Following the tragic death of Sarah Everard, disproportionate use of force by Met police shutting down a peaceful vigil shocked the country. Prime Minister Boris Johnson made a commitment to ‘drive out violence against women and girls’. Days later, the House of Lords voted on a set of amendments to the Domestic Abuse Bill to finally try to enforce better protections, especially for migrant women. With a police officer arrested on suspicion of murder, and a Policing Bill to increase their powers, where is the government’s commitment to end policies that fuel violence and abuse upon migrant women?
Tougher sentences for sexual and violent offenders have been the government’s response, in the Police, Crime, Sentencing and Courts Bill. However, it will controversially reduce the freedom to protest and empower the police to take actions such as those at the Clapham Sarah Everard vigil.
Will the government’s newfound commitment to women and girls mean protecting those made so vulnerable by their own hostile environment for migrants?
Now is a pivotal time to campaign for the protection of women and further legislation to ensure their safety. However, it is also vital that this includes all women. Migrant women are too often given lower priority and left in positions of vulnerability.
The Domestic Abuse Bill
This week, peers voted on several amendments to the Domestic Abuse Bill as it entered its report stage in the House of Lords. Some of these amendments aimed to protect migrant women from current vulnerabilities in domestic violence policy.
Migrant women with No Recourse to Public Funds (NRPF) face barriers in accessing refuge accommodation as they cannot claim benefits through the welfare system. Many survivors rely heavily on such payments to support their stay in a refuge.
To combat this, Amendment 70 was voted in favour, to create a pathway to temporary leave to remain for migrants escaping domestic abuse. It also would also mean that no services (such as accommodation, education, financial assistance) would be withheld from victims as a result of their immigration status.
Current policies allow police to routinely share personal data about domestic abuse victims with the Home Office for immigration control purposes. Last week in the House of Lords, Baroness Meacher discussed the problem of data sharing with the Home Office: ‘Migrant women with insecure immigration status are, in my view very understandably, reluctant to report domestic abuse to the statutory services.’
Their fears are well justified. Studies by White Ribbon, a domestic violence charity, found that since the policy of data sharing was enacted, the number of women deported after reporting domestic abuse has risen from 12% to 30%.
Amendment 70 was voted in favour, to create a pathway to temporary leave to remain for migrants escaping domestic abuse
Sadly, the Bill does not cover the issues of Universal Credit payments or even blanket issues such as budget cuts to domestic violence services. Organisations such as the Southall Black Sisters have campaigned for Universal Credit to be paid by default into separate accounts rather than joint ones, to avoid the risk of economic abuse.

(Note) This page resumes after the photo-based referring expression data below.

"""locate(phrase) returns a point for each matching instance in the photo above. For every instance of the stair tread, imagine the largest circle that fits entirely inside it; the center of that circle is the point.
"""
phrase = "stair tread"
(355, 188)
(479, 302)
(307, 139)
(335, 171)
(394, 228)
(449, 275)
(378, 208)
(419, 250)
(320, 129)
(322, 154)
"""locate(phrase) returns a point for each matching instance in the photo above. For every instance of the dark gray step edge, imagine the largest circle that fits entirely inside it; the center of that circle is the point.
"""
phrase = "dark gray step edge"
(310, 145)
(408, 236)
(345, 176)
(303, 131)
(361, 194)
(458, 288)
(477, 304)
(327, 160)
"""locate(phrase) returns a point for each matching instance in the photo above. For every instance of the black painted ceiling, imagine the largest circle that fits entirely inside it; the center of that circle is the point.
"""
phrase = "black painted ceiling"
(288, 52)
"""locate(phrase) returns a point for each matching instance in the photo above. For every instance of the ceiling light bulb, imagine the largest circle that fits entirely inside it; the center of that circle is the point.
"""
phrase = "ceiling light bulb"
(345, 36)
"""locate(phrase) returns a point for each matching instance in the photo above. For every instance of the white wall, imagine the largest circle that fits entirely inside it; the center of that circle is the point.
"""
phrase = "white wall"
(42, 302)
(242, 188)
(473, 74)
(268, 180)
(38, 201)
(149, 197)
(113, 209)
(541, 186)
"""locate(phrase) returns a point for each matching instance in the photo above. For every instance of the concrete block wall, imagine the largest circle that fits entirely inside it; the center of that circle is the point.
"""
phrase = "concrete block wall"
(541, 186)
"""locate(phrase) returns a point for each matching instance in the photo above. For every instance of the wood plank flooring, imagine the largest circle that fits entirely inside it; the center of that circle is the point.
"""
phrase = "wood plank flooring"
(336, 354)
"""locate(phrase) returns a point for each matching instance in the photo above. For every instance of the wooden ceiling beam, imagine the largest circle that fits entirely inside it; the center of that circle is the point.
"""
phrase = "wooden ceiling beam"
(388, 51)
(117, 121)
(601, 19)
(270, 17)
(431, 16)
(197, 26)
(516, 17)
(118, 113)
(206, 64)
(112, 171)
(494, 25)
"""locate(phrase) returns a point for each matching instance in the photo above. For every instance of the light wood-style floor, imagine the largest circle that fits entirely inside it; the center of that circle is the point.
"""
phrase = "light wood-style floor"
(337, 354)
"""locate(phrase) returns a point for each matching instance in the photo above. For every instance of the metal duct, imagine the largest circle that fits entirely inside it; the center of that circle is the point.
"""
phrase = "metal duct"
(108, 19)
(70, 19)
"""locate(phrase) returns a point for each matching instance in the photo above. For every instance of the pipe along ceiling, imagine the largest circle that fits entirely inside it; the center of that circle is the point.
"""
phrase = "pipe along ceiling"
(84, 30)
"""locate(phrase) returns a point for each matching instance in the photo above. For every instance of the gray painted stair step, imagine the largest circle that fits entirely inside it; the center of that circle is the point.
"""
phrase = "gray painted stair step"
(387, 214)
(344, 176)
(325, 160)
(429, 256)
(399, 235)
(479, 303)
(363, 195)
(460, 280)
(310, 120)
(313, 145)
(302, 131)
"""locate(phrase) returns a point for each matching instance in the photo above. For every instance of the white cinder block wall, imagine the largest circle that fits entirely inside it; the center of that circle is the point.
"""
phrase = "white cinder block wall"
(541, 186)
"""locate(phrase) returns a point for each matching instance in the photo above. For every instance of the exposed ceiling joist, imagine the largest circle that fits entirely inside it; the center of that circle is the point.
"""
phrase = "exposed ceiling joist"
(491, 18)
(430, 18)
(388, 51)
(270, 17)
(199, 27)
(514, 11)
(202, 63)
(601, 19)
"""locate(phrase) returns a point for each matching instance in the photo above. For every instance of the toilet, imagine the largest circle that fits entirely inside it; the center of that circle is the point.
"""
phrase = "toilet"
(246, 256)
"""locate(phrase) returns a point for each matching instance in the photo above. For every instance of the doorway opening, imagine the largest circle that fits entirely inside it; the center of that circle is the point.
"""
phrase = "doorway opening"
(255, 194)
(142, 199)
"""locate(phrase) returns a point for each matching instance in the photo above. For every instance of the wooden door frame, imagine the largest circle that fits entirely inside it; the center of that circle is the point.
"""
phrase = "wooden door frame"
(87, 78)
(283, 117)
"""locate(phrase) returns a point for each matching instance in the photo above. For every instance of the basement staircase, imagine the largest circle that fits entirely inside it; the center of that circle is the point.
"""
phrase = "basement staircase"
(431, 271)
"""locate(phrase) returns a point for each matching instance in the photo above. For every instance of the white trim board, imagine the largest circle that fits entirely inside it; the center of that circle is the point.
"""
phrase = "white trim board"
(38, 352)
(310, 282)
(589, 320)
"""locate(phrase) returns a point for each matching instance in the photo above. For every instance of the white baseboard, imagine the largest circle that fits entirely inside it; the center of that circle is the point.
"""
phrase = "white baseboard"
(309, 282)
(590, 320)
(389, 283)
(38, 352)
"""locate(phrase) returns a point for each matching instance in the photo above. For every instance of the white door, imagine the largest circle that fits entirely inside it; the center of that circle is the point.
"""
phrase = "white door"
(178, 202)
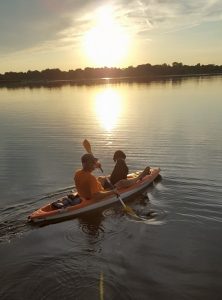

Government Commitment to Women
When looking at the House of Lords votes this week, worryingly, only 2 Conservatives voted in favour of Amendment 67 and only 1 for Amendment 70. This seriously calls into question the dedication of the current government in providing protection and safety for all women.
This occurred the very same day that Boris Johnson spoke on the new commitment to ‘bringing in landmark legislation’ to ‘drive out violence against women and girls.’ The current response to the Sarah Everard case from the Conservatives seems to be to make it loud and clear that they aim to solidify women’s safety through law-making.
Policies that reinforce the trend of criminalising the victim of domestic abuse for speaking up, rather than the perpetrator for their crime, must become a part of the current government conversation surrounding women’s safety. Will the government support these amendments in its commitment to women through the Domestic Abuse Bill’s final stages?
The actions of the Conservative party in the House of Lords do not reflect this aim. The government dedication to hostile environment policies is putting migrant women at serious risk and means that they are not being supported enough in the current conversation surrounding safety as a result of their immigration status.
This seriously calls into question the devotion of the current government to securing sufficient protection for migrant women in the UK.
Rather than providing all women with the legislation they need to feel safe, the government is using this opportunity to pick and choose which laws they can fast track through Parliament. Their rushing of the Police, Crime, Sentencing and Courts Bill with the argument that it will provide further protection for women seems convenient. It could be that the government is using the current debate as a scapegoat to expand police powers and ability to impede on the freedom to protest.
Johnson’s current carceral approach, of “more police on the streets” and making “every part of the criminal justice system work better to protect and defend” women is problematic. This may work for some women, but for those with intersectional vulnerabilities as a result of the welfare and immigration system, will not see full protection from this approach.
People must become aware of the vulnerabilities and discrimination that migrant women face when it comes to domestic violence policy. The passing of several amendments is not enough and the government must be pressured to produce and support legislation that will actually help and have the primary aim of protecting and defending all women in the UK.